То, что я выслушала, годилось бы для романа об испорченном поколении, и это говорил мне мой сын Павел, которому я отдала все, что могла, который явно не был ни заброшенным, ни чрезмерно избалованным ребенком. Он выкрикивал такое, что и годы спустя стыжусь повторить. А последние его слова и вовсе ошеломили меня: «Папа был прав, когда говорил, что ты холодна, как рыба, ты просто каменная баба». И тут вдруг обнимает меня Фран — мы и не заметили, как она вошла. «Мамочка, а ты ее сюда не пускай, — уговаривала меня Фран, — это она его подговорила». Моя дорогая, нежная девочка, моя глупышка, которая желала всем только добра. Напоследок Павел выкрикнул, что мы «великолепная парочка — истеричка с дебилом», хлопнул дверью и два дня не являлся домой. Через два дня для переговоров пожаловал отец Моники. А ведь я еще и думать не думала, какой сюрприз уготовила для меня жизнь.

IVЧАСТНЫЕ ПИСЬМА(Второе свидетельство о жизни Эмы Флидеровой)

Вернись в дом сердца своего и закрой за собой дверь.

Ян Амос Коменский

Передо мной еще одна папка. На сей раз сочного красного цвета, теплого, как цветы пеларгонии в разгаре лета. В ней много фотографий людей мне незнакомых, лица подруг, еще молодых во времена, к которым относится мой рассказ. Тут и нежно-зеленый дневник доброй тети Клары, несколько свадебных приглашений, несколько извещений о смерти, один аттестат — об успешном окончании Ладиславом Флидером гимназии на Штепанской улице…

Этого мало?

Этого более чем достаточно: в этих письменных доказательствах, как следовало бы назвать материал, заключенный в папке, — целые человеческие жизни. Какие? Боюсь, что даже люди, их прожившие, не стали бы с уверенностью утверждать, что это были за годы. Счастья, напряжения, тоски, страданий? Всего понемногу, как водится. Но не в том суть. Не забывайте: на меня возложена задача собрать как можно более объективные свидетельства о жизни Эмы, и совесть мне не позволяет оборвать их на временах наступления мира. Я чувствую, что должна довести свое исследование до конца — то есть до жизни Эмы Флидеровой в наши дни, хотя последнего от меня никто не требует.

Для этого нет оснований — ведь заголовок первого сообщения у меня гласит: свидетельство о сердце, пораженном коричневой чумой. Речь, значит, в общем-то о мертвом сердце. А если мертвое сердце продолжает жить… О, ну тогда тем хуже для него, тем хуже…

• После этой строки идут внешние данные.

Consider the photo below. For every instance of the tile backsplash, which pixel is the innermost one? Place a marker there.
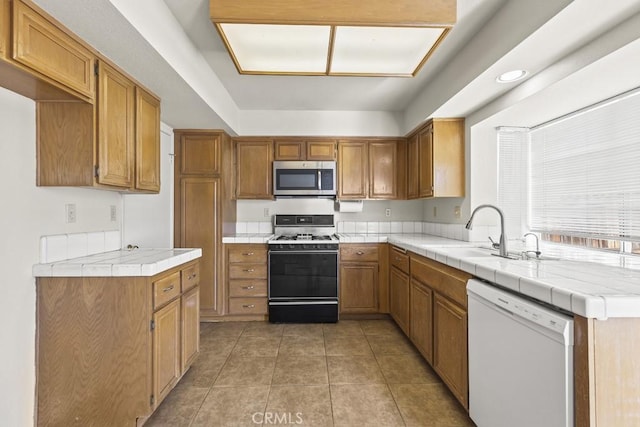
(66, 246)
(452, 231)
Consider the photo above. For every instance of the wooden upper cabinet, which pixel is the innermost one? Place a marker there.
(44, 47)
(425, 161)
(200, 153)
(147, 172)
(413, 167)
(295, 149)
(353, 165)
(386, 169)
(435, 160)
(116, 95)
(254, 174)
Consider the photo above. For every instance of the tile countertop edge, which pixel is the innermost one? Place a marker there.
(163, 260)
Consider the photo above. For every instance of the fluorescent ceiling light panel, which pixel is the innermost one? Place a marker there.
(279, 49)
(382, 50)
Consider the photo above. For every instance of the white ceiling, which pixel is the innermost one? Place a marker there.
(176, 52)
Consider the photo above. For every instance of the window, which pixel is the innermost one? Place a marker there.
(583, 178)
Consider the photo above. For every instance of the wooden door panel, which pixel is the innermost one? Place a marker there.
(199, 213)
(43, 47)
(147, 141)
(115, 127)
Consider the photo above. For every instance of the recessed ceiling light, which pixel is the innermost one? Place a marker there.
(511, 76)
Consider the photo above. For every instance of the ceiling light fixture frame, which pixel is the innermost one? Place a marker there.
(379, 15)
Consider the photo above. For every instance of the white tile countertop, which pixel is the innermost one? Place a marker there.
(588, 289)
(120, 263)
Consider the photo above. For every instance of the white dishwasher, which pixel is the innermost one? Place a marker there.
(520, 361)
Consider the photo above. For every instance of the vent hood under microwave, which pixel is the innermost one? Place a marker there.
(304, 179)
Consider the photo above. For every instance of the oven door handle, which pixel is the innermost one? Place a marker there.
(311, 251)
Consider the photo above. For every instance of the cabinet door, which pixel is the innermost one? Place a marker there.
(399, 298)
(413, 167)
(289, 150)
(422, 319)
(383, 161)
(147, 141)
(352, 170)
(115, 127)
(359, 288)
(200, 153)
(45, 48)
(5, 28)
(450, 347)
(199, 223)
(425, 163)
(190, 327)
(321, 150)
(166, 350)
(254, 169)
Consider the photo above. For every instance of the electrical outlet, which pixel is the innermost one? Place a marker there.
(71, 212)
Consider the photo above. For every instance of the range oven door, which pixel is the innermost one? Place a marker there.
(303, 286)
(303, 275)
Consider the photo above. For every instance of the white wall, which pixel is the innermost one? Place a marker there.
(29, 212)
(148, 218)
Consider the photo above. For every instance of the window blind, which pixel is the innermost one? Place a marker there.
(513, 179)
(585, 172)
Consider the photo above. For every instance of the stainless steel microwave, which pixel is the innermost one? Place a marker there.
(304, 178)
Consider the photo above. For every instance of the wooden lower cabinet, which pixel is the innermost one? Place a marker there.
(450, 346)
(166, 350)
(399, 298)
(190, 314)
(359, 288)
(247, 280)
(422, 319)
(109, 349)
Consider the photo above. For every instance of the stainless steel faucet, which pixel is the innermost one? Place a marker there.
(537, 251)
(502, 245)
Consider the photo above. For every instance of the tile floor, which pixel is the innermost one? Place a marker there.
(353, 373)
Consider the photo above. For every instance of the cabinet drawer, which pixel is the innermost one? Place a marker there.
(359, 253)
(247, 253)
(190, 277)
(248, 288)
(166, 289)
(248, 271)
(45, 48)
(399, 259)
(247, 306)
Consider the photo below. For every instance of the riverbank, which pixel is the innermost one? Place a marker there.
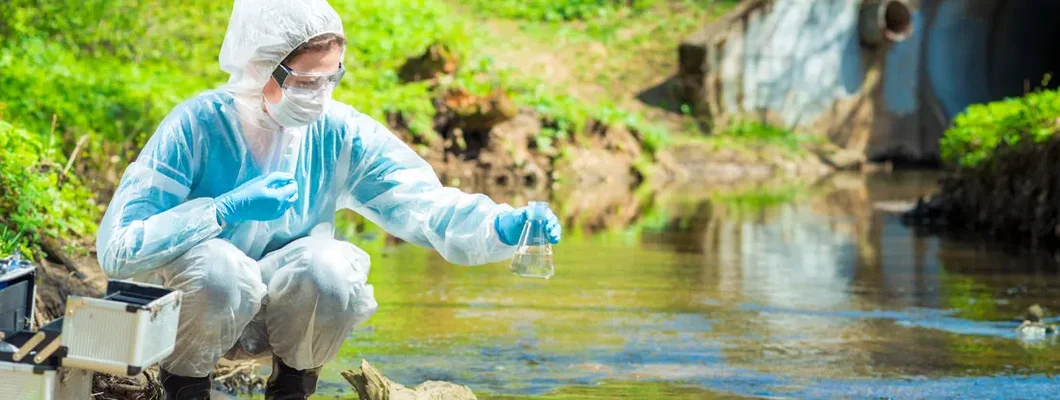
(1003, 181)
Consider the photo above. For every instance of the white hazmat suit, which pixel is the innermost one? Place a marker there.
(284, 285)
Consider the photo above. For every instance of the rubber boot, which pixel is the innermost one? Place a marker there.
(287, 383)
(178, 387)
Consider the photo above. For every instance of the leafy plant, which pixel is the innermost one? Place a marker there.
(982, 128)
(32, 201)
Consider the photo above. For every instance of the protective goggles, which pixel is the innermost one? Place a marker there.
(289, 79)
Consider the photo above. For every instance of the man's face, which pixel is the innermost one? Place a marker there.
(311, 62)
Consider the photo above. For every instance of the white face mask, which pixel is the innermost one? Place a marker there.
(298, 107)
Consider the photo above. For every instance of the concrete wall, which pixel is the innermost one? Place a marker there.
(801, 64)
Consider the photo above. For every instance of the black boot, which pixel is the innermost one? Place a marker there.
(287, 383)
(178, 387)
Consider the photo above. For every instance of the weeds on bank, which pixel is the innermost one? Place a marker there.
(981, 131)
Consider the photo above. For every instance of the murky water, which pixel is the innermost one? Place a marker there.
(785, 293)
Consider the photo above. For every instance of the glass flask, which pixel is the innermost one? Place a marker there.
(533, 256)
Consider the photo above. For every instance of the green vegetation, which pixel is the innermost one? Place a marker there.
(558, 10)
(106, 72)
(629, 390)
(983, 129)
(763, 134)
(36, 197)
(602, 52)
(752, 138)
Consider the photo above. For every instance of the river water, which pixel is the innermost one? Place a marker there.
(782, 292)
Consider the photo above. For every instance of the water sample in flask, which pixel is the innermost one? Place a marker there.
(533, 256)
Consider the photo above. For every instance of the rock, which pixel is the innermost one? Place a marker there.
(1035, 313)
(479, 114)
(842, 159)
(588, 167)
(370, 384)
(436, 61)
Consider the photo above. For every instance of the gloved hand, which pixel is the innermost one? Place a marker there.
(510, 224)
(261, 198)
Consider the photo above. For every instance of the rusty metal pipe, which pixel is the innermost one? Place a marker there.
(884, 21)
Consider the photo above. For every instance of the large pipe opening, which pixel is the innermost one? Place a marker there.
(984, 51)
(883, 21)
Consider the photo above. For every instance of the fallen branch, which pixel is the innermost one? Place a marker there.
(73, 157)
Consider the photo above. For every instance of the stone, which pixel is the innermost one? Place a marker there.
(370, 384)
(475, 112)
(436, 61)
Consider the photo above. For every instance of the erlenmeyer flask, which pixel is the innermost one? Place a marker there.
(533, 257)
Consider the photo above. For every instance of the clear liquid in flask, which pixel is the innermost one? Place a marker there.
(533, 256)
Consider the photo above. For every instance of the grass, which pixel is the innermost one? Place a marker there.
(628, 390)
(757, 140)
(109, 70)
(33, 203)
(604, 54)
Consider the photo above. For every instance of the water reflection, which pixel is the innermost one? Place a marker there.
(788, 291)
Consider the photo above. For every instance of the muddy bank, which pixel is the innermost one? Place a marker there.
(1014, 197)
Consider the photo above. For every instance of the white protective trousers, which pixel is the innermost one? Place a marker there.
(300, 302)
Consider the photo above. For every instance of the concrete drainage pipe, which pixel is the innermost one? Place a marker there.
(884, 21)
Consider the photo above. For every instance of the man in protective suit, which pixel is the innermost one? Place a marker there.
(233, 196)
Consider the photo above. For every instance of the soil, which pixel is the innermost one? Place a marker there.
(1013, 198)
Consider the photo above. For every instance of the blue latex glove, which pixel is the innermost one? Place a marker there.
(510, 224)
(262, 198)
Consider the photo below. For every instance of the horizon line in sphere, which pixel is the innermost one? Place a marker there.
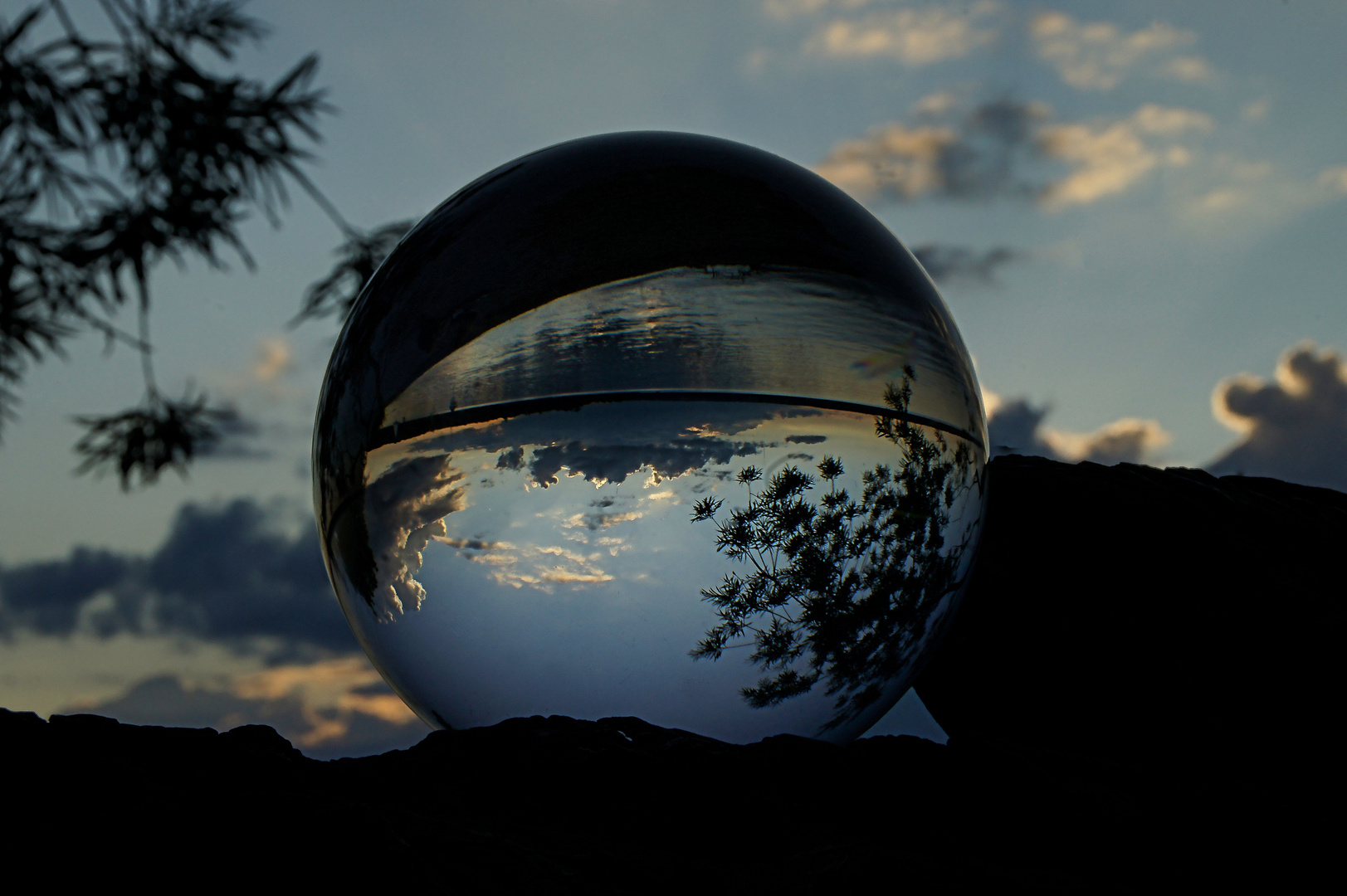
(403, 431)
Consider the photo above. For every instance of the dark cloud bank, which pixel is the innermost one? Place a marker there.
(1295, 426)
(225, 574)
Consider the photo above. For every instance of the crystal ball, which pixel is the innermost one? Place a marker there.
(651, 425)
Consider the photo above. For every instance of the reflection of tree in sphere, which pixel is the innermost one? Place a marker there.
(593, 345)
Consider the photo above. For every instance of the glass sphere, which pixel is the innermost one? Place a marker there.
(651, 425)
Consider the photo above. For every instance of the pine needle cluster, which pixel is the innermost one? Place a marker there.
(841, 589)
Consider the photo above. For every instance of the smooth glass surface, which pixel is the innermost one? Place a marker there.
(739, 499)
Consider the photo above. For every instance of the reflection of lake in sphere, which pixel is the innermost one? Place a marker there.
(651, 425)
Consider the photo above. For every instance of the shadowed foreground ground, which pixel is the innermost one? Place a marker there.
(1140, 690)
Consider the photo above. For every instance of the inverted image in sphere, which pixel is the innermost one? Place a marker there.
(651, 425)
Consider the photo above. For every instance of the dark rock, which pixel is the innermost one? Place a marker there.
(1139, 689)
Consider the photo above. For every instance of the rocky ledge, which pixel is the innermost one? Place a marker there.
(1139, 690)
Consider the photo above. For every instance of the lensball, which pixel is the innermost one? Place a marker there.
(651, 425)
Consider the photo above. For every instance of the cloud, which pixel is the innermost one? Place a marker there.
(787, 10)
(239, 436)
(1193, 69)
(404, 509)
(1295, 427)
(326, 709)
(275, 358)
(1098, 56)
(1122, 441)
(975, 158)
(1111, 157)
(603, 464)
(227, 573)
(1334, 178)
(912, 37)
(46, 597)
(1003, 149)
(1014, 426)
(961, 263)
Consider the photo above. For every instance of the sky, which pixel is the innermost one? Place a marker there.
(1135, 211)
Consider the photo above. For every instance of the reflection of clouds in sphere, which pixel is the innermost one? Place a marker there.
(651, 425)
(406, 509)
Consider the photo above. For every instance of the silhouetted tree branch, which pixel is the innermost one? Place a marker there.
(841, 591)
(116, 153)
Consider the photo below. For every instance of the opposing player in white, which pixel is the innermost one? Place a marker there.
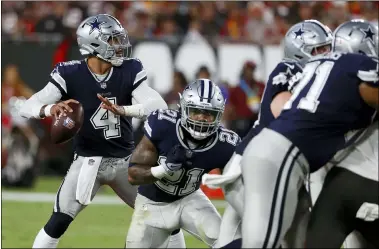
(302, 41)
(356, 201)
(309, 131)
(112, 88)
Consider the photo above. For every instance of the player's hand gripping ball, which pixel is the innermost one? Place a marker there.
(68, 122)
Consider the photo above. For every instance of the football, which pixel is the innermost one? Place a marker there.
(64, 128)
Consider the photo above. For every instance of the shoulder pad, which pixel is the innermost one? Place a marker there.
(67, 67)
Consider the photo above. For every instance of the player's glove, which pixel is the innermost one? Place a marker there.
(175, 158)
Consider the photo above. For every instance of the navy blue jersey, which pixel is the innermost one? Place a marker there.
(326, 105)
(163, 129)
(278, 82)
(103, 133)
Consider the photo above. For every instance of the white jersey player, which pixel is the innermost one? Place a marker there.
(112, 88)
(300, 45)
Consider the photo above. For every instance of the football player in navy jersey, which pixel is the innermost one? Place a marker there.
(337, 93)
(112, 88)
(177, 149)
(349, 198)
(302, 41)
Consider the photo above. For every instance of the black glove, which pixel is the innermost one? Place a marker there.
(175, 158)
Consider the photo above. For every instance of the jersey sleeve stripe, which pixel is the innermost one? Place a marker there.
(139, 82)
(141, 75)
(60, 81)
(368, 76)
(147, 128)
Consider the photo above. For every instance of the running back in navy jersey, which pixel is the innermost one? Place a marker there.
(162, 128)
(278, 82)
(103, 133)
(326, 105)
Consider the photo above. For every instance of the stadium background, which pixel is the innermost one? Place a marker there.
(229, 42)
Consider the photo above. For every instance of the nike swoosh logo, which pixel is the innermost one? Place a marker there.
(290, 66)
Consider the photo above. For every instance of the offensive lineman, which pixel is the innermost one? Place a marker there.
(185, 145)
(306, 135)
(357, 202)
(302, 41)
(105, 141)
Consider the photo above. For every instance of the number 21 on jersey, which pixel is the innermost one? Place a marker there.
(170, 183)
(321, 71)
(107, 121)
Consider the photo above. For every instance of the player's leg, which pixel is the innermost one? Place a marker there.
(329, 225)
(273, 172)
(200, 218)
(66, 208)
(128, 193)
(152, 223)
(116, 175)
(295, 237)
(234, 195)
(230, 228)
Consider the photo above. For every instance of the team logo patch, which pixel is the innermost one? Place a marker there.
(69, 123)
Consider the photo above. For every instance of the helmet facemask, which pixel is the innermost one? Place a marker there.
(200, 121)
(118, 48)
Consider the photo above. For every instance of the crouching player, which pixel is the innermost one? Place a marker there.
(185, 144)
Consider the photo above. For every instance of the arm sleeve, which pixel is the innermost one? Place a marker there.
(50, 94)
(280, 78)
(145, 100)
(140, 74)
(368, 71)
(152, 128)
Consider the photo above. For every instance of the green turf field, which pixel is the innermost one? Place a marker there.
(98, 226)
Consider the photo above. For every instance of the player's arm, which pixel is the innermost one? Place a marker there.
(278, 102)
(369, 88)
(144, 98)
(282, 84)
(142, 162)
(142, 169)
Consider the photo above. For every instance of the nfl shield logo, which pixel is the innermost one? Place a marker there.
(103, 85)
(69, 123)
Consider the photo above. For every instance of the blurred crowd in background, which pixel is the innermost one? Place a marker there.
(25, 144)
(259, 22)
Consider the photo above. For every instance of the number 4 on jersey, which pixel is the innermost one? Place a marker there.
(108, 121)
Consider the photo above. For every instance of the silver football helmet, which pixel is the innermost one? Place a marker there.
(104, 37)
(304, 39)
(357, 36)
(202, 105)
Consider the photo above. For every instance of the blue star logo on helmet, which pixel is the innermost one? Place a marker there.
(298, 33)
(368, 34)
(95, 24)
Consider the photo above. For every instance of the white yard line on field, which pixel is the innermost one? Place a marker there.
(50, 198)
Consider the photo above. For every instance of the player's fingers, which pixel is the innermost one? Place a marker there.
(107, 107)
(104, 100)
(71, 101)
(65, 106)
(58, 111)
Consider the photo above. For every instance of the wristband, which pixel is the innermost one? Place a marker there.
(135, 111)
(47, 110)
(158, 171)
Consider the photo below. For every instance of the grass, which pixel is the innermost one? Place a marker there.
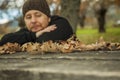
(91, 35)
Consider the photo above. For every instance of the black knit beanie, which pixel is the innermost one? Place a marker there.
(40, 5)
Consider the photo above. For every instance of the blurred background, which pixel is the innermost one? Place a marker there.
(90, 19)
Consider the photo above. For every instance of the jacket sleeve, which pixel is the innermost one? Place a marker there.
(63, 31)
(20, 37)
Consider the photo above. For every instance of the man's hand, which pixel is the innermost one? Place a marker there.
(47, 29)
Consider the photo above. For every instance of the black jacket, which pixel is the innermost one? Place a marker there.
(63, 32)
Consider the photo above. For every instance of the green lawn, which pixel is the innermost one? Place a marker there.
(91, 35)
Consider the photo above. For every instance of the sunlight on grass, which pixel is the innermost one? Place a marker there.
(89, 35)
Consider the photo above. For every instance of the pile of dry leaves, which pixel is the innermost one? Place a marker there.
(71, 45)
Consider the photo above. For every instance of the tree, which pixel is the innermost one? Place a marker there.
(70, 10)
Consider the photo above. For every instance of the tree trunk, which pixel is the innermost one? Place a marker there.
(101, 19)
(70, 10)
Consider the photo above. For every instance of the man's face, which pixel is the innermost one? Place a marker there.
(36, 20)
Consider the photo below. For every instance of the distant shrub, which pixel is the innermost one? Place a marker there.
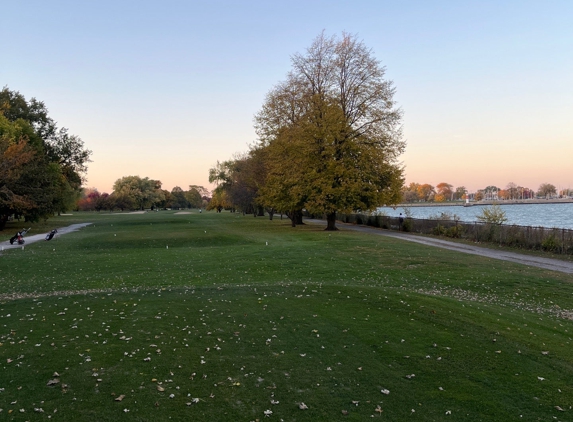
(407, 225)
(550, 244)
(492, 215)
(455, 231)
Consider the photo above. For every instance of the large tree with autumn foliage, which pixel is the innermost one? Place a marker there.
(41, 166)
(332, 133)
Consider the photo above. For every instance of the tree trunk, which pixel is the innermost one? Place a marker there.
(292, 216)
(331, 221)
(3, 220)
(298, 216)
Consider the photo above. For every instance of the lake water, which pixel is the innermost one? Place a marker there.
(536, 215)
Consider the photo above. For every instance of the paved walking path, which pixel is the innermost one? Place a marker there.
(534, 261)
(38, 237)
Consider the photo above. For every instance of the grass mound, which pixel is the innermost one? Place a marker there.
(224, 317)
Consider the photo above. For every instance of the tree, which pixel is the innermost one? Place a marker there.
(51, 165)
(335, 117)
(460, 193)
(410, 193)
(178, 198)
(546, 190)
(426, 192)
(142, 193)
(492, 215)
(512, 191)
(193, 197)
(444, 192)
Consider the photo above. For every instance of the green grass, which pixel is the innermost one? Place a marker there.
(238, 312)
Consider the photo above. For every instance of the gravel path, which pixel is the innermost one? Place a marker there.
(534, 261)
(38, 237)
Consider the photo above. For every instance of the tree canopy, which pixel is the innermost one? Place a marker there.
(41, 166)
(329, 137)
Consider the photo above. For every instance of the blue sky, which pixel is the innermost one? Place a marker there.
(165, 89)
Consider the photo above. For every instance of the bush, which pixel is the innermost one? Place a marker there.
(407, 225)
(492, 215)
(455, 231)
(550, 244)
(439, 230)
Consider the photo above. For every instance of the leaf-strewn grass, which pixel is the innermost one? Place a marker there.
(225, 317)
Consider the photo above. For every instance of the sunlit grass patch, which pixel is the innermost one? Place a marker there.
(294, 322)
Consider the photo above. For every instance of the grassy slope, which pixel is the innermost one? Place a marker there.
(324, 319)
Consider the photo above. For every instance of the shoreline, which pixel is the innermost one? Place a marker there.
(487, 202)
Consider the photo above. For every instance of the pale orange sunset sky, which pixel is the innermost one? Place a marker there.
(164, 90)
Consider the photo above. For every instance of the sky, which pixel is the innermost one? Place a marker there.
(165, 89)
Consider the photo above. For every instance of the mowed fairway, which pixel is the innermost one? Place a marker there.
(223, 317)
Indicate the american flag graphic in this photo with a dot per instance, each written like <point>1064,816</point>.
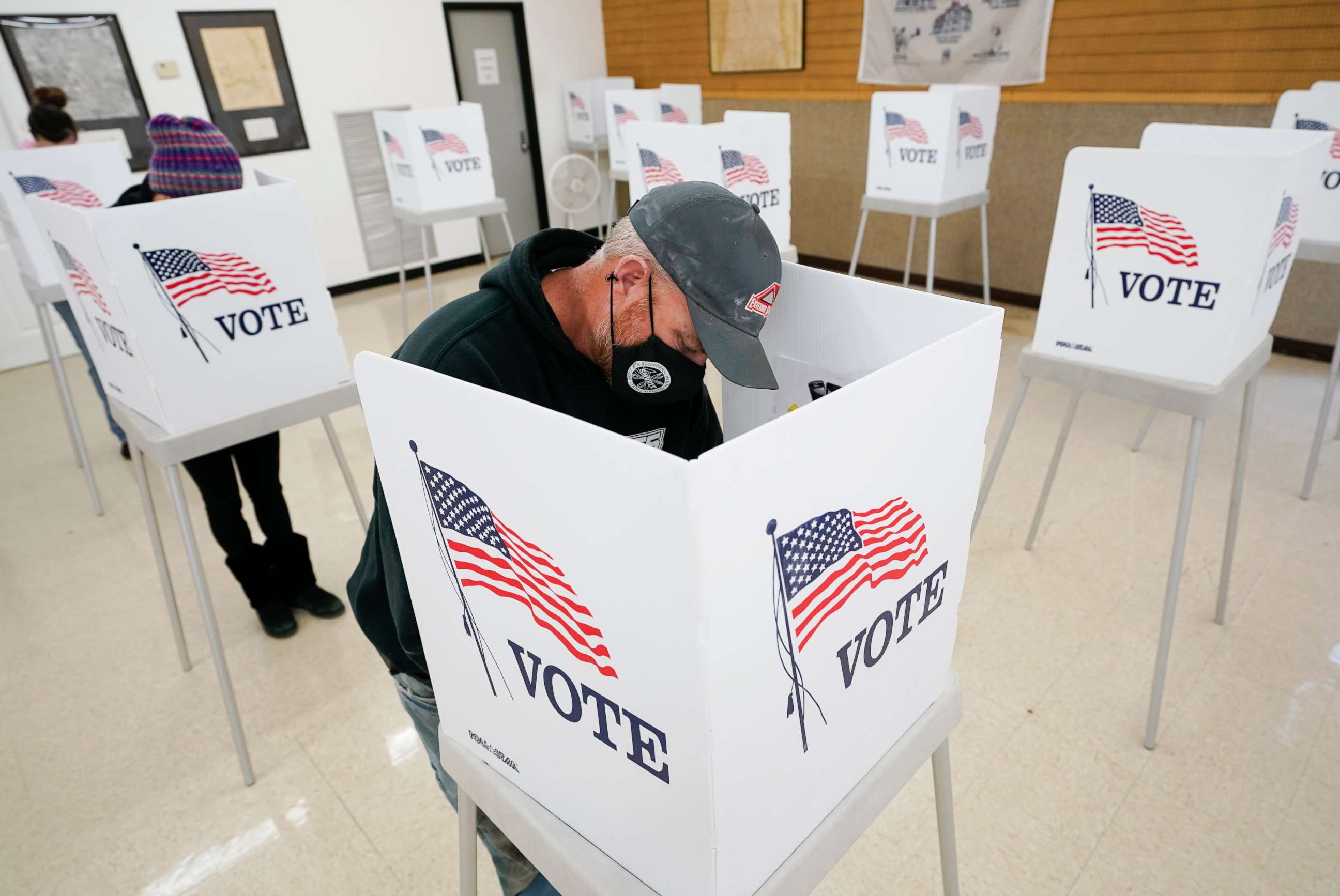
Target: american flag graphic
<point>1121,223</point>
<point>1286,224</point>
<point>658,169</point>
<point>673,114</point>
<point>80,276</point>
<point>188,275</point>
<point>1314,125</point>
<point>829,559</point>
<point>897,128</point>
<point>440,143</point>
<point>66,192</point>
<point>487,553</point>
<point>743,166</point>
<point>969,125</point>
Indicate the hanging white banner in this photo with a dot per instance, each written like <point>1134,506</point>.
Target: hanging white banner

Моя Эма. Ходит все еще так, словно ее пригласили на вальс; на голове та же поблескивающая шапка волос цвета красного дерева, чуть приглушенного оттенка, а сине-зеленые — скорее даже зеленые в синеву — глаза смотрят пытливо, открыто и прямо в душу, как говорится в романах Каролины Светлой и наиболее точно определяет своеобразие Эминого взгляда, глубокого и неизменного в своей доброжелательности, чью силу питает скорее разум, не чувство.

Двадцать пять лет жизни Эмы и ее единственного сына, двадцать пять лет, считающихся лучшими годами, заключено, обрамлено или определено в этих бумагах, записных книжках, письмах, просто словах, которые в свое время могли значить так много. Теперь же они для меня мертвы и вызывают только сожаление о том, как быстро убегает время и как мало можно выразить словами — неточными, обманчивыми, уводящими от сути.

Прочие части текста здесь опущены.